At a conceptual level, the model illuminates a tradeoff that is often implicit in deployed autobidding systems. On the one hand, advertiser-side learning rules (e.g., primal–dual pacing) can enforce budgets and RoS targets nearly exactly, but doing so induces bid shading that can be allocatively harmful in any fixed auction format. On the other hand, platform-side adjustments (reserves, boosts, scoring) can partially undo this distortion, but only to the extent that they are informed by reliable value proxies. The constrained-smoothness constant α (and its advice-refined counterpart α(γ)) is a natural quantitative summary of how well a mechanism ``tolerates’’ constraint-driven bidding behavior while still producing liquid welfare.

We also view our results as a step toward a common language for three communities that typically reason separately: auction theory (which often assumes equilibrium and stationary types), online learning (which often abstracts away from mechanism design), and production ads systems (which internalize constraints and feedback limitations but rarely obtain end-to-end welfare guarantees). That said, several limitations remain, and they lead to a concrete open-problem agenda.

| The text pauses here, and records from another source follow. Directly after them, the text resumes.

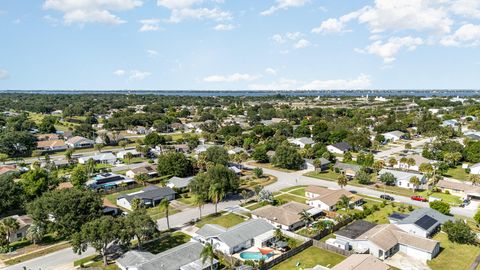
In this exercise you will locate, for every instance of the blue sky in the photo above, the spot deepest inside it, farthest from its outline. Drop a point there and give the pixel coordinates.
(239, 44)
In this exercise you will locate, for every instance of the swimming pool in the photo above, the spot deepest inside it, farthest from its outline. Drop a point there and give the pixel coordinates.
(254, 256)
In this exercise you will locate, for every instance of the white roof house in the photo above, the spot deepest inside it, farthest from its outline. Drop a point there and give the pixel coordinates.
(402, 178)
(302, 142)
(104, 158)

Our dynamic guarantee degrades additively with Var_T (and with dynamic regret). An important theoretical question is whether an O(Var_T) penalty is unavoidable for any algorithm–mechanism pair under our information structure, or whether it is an artifact of the proof technique (in particular, of the stability step that compares drifting deviation maps over time). A crisp direction is to construct adversarial drift instances in which, even under full-information feedback and even for ``benign’’ mechanisms such as VCG-like rules, the welfare gap
$$ \mathrm{OPT}_T-\sum_{t=1}^T \mathrm{Lwel}_t $$
is provably Ω(Var_T) for any no-violation policy class that respects hard budgets and RoS constraints. Such a lower bound would formalize a practical intuition: when the identity of the efficient winner changes rapidly, any algorithm that paces spend to satisfy horizon-wide constraints must either (i) delay adaptation and lose welfare, or (ii) overshoot constraints and be forced to stop bidding later. Conversely, it would be equally valuable to identify settings in which Var_T can be replaced by a smaller, instance-dependent complexity (e.g., a predictability or margin condition on values) without contradicting worst-case impossibility.

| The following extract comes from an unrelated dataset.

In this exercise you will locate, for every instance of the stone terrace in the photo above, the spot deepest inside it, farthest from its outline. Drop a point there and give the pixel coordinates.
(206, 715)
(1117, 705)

We emphasized that ML advice can improve efficiency via a better smoothness constant, e.g.,
$$ \alpha(\gamma)=\frac{2}{1+\gamma} $$
in VCG/SPA-like settings under a multiplicative signal model. Two kinds of tightness questions remain. First, for a fixed mechanism family (say, SPA with bidder-specific reserves and score boosts), what is the α(γ) as a function of γ under liquid-welfare objectives and hard RoS constraints? Second, how do budgets and RoS targets interact with the revenue term in smoothness (the role of β) once we restrict attention to feasible (no-violation) bidding dynamics rather than arbitrary bid profiles? Answering these requires instance constructions that witness inefficiency and also careful accounting of how liquid welfare upper-bounds revenue when constraints bind. From a design standpoint, tight constants matter: a factor improvement in α is often the difference between near-optimal in aggregate'' andsystematically leaving value on the table’’ in constrained, competitive markets.

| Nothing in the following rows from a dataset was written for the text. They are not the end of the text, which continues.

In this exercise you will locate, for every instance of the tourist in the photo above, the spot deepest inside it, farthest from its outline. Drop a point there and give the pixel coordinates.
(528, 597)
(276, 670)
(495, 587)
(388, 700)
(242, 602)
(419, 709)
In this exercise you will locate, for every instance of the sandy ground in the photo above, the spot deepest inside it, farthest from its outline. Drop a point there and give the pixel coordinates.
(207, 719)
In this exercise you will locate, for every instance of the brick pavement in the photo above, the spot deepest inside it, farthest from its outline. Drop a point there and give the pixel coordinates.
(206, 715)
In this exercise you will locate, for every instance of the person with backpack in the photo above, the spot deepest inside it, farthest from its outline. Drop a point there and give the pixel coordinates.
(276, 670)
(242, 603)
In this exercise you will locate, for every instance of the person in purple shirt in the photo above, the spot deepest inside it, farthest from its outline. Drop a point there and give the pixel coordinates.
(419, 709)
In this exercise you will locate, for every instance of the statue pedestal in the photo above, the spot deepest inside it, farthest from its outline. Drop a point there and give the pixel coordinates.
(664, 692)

Our framework treats the mechanism as fixed and evaluates welfare given learning behavior. A natural next step is to invert the problem: choose M (within an implementable class) to minimize α subject to operational constraints (simplicity, monotonicity, robustness, revenue floors), anticipating that bidders run primal–dual pacing or related dynamics. This is not the classic optimal auction'' problem; the objective is not revenue, and the solution concept is not a static equilibrium. Rather, we want mechanisms whose constrained-smoothness inequality is as tight as possible \emph{uniformly over} the Lagrangian multipliers that learning induces. One plausible design principle is to build the scoring/reserve rule to bedual-compatible’’: if bidders shade bids as b_i, t ≈ κ_i, tv_i, t, the platform should adjust scores to approximate ordering by v_i, t, not by the shaded proxy. Making this precise could lead to a convex-analytic characterization of the optimal boost/reserve mapping in terms of the distribution of multipliers (μ_i, ν_i) induced by constraints.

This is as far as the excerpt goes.